Korostelev, who is a former IT specialist, now works as an award-winning wildlife photographer. He started with orcas before moving on to film sperm whales in 2016. Korostelev tells PetaPixel he’s been photographing whales every year since.
To capture the moving images, he uses a Canon 5D Mark IV, with an 8-15 mm fisheye lens. That’s all kept in SeaCam housing, of course, to protect his gear while shooting underwater.
Korostelev was also named the Overall Winner for 2022’s GDT European Wildlife Photographer of the Year competition. The award-winning image, titled Hippo World, was taken using an underwater drone in a salt lake in South Africa.
“In nature photography, he wants to show how fragile nature is and how important it therefore is to protect her and not keep animals in captivity, especially not marine mammals,” a release announcing the winner at the time noted.

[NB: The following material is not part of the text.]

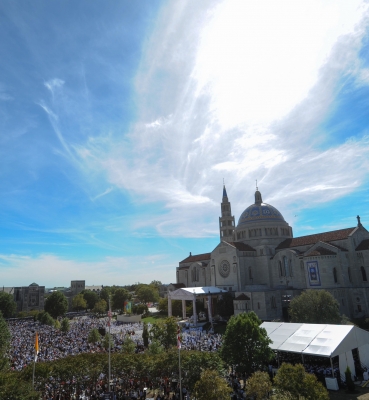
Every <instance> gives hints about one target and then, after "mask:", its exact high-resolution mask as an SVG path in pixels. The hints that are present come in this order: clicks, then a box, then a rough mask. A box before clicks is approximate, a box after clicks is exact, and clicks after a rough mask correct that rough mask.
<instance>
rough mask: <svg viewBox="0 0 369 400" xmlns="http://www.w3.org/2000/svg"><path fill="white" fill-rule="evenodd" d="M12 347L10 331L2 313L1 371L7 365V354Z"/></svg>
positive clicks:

But Korostelev does more than simply photograph whales and other wildlife. In his words, he intersects with them, developing a connection.
“When you have contact with whale underwater, it is as contact with civilization from another plane,” Korostelev tells PetaPixel.
Korostelev is also a guide with Whale Watching Expeditions, which offers numerous snorkeling and diving opportunities in Norway, Antarctica, Great Kuril Ridge in the Pacific, Marsa Alam in Egypt, Kamchatka in Russia, and Azores in Portugal. The expeditions take people to see not just whales, but also dugong, seals, sea lions, and more.
“We love whales. We love dolphins, seals, sea cows, polar bears—all marine mammals,” the Whale Watching Expeditions website reads. “In the end, we love ocean and all marine creatures. We try to protect what we love. In our trips we educate people about conservation of marine mammals, how animals suffer being captured, about whaling and our responsibility for plastic pollution of the ocean. Love and respect is the first step to conservation.”
His photographs, seen here, capture whales in such locations, showing them in their natural habitats.
“You feel that it is very safe to be with animal that bigger than dinosaurs,” Korostelev tells PetaPixel. “They feel you, they are very careful with you. And they forgive people for whaling times.”